Figure 2. Structures of IMPDH inhibitor binding sites

a. Structure of C64. b. Structure of the CpIMPDH•IMP•C64 complex (salmon; PDB accession 3KHJ (MacPherson, et al.)) and resistant IMPDHs from T. foetus (green; 1LRT (Gan, et al., 2002)) and Chinese hamster (blue; 1JR1, nearly identical to human IMPDH2 (Sintchak, et al., 1996)). Residues within 5 Å of C64 are displayed. C64 is shown in gray with a transparent surface; CpIMPDH residues are labeled; residue from the adjacent monomer are denoted with a '. Residues Thr221 and Glu329 are hidden under C64. c. The surface of the NAD binding site rendered by conservation of residues in prokaryotic IMPDHs from T. foetus, C. parvum, H. pylori, B. burgodorferi, S. pyogenes and EcIMPDH. Dark magenta, 100% conserved; tan, 63%; dark cyan, 25%. The NAD analog tiazofurin adenine dinucleotide (TAD) is light gray. The tiazofurin binding site is circled in blue and the ADP binding site is circled in red. d. The surface of the C64 binding site rendered by conservation of residues in sensitive IMPDHs from C. parvum, H. pylori, and B. burgdorferi, as well as the S250A/L444Y variant of EcIMPDH. Ser164, Met326 and Ser354 are within 5 Å of C64; Val143 is 8 Å away. Dark magenta, 100% conserved; tan, 60%; dark cyan, 20%. C64 depicted in ball-and-stick in light gray and IMP is shown in stick in dark gray. e. The surface of the C64 binding site rendered by conservation of residues in CpIMPDH and IMPDHs from 19 pathogenic bacteria: Acinetobacter baumannii (wound infection), Bacillus anthracis (anthrax), Bacteroides fragilis (peritoneal infections), Brucella abortus/melitensis/suis (brucellosis), B. burgdorferi (Lyme disease), Burkholderia cenocepacia (infection in cystic fibrosis), Bu. mallei (glanders), Bu. pseudomallei (melioidosis), Campylobacter jejuni (food poisoning), C. lari (food poisoning), Coxiella burnetii (Q fever), Francisella tularensis (tularemia), H. pylori (gastric ulcer/stomach cancer), Listeria monocytogenes (listeriosis), Staphylococcus aureus (major cause of nosocomial infection), S. pyogenes (major cause of nosocomial infections) and S. pneumoniae (pneumonia). Dark magenta, 100% conserved; tan, 63%; dark cyan, 25%. Alignments were constructed with CLUSTALW2 and molecular graphics images were produced using the UCSF Chimera package from the Resource for Biocomputing, Visualization, and Informatics at the University of California, San Francisco (supported by NIH P41 RR-01081) (Pettersen, et al., 2004). Supported by Figure S3.

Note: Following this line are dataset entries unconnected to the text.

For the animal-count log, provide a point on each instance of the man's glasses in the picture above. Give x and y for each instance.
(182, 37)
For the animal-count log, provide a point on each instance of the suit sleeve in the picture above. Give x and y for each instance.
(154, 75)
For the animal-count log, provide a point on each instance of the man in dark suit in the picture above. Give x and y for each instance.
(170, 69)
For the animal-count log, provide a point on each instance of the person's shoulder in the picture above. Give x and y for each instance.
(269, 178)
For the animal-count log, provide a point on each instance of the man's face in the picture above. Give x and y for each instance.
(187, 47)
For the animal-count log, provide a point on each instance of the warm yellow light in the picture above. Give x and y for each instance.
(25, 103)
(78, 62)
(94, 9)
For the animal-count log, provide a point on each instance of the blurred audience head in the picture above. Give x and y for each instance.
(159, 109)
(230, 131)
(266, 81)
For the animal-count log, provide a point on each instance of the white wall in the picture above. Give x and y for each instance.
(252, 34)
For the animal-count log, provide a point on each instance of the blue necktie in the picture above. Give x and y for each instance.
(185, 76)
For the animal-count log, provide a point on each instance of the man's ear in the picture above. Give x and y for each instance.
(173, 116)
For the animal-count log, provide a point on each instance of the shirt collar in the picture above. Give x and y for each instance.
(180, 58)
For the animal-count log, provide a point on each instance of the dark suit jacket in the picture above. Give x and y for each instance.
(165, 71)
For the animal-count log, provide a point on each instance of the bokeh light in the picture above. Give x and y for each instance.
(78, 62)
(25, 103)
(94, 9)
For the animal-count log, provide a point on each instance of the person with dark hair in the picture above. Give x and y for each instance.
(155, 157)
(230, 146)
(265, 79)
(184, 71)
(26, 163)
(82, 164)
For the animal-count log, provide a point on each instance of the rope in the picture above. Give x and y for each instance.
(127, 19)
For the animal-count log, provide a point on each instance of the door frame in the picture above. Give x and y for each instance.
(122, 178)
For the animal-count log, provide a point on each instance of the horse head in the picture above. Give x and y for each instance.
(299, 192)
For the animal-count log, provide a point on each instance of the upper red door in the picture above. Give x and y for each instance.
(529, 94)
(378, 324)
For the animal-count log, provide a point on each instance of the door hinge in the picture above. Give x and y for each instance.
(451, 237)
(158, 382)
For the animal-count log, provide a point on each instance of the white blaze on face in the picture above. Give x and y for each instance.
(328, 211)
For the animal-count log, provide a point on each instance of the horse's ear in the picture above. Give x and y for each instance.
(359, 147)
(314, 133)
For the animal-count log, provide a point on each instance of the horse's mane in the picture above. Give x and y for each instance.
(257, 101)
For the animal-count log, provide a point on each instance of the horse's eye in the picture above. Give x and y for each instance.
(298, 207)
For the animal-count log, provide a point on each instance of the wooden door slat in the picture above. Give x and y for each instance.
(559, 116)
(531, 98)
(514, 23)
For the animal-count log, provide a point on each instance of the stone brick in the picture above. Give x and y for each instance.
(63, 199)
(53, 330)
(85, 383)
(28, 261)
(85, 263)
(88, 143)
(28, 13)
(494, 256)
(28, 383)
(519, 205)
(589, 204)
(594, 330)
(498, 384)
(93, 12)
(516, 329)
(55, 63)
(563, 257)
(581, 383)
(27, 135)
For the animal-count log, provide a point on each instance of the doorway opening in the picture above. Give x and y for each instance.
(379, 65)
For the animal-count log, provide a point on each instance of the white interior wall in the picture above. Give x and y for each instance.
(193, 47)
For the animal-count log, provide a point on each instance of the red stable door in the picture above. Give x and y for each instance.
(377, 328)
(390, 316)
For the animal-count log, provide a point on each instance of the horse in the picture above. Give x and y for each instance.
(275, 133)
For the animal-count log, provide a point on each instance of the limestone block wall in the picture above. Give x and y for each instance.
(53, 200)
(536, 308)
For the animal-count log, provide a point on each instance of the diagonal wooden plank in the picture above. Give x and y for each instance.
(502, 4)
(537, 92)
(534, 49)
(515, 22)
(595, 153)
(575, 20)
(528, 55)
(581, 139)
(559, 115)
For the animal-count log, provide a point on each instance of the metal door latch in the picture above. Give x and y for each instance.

Figure 3. C91 inhibits H. pylori growth

a. Compound C91 in DMSO was added to freshly diluted stationary cultures of H. pylori strain G27 in Brucella broth. Samples were removed at the indicated time points, diluted, and plated to determine bacterial proliferation/survival. Each point is the average of duplicate determinations; a representative of three experiments is shown. Black, DMSO alone. C91 concentrations: purple, 2 µM; blue, 7 µM; green, 20 µM; orange, 60 µM; red, 200 µM. b. Compound C91 was added to freshly diluted cultures of E. coli MG1655 in Luria broth. Each point is the average of three determinations; the standard deviations are smaller than the point. Black, DMSO alone. C91 concentrations: orange, 100 µM; red, 200 µM. Supported by Figure S4.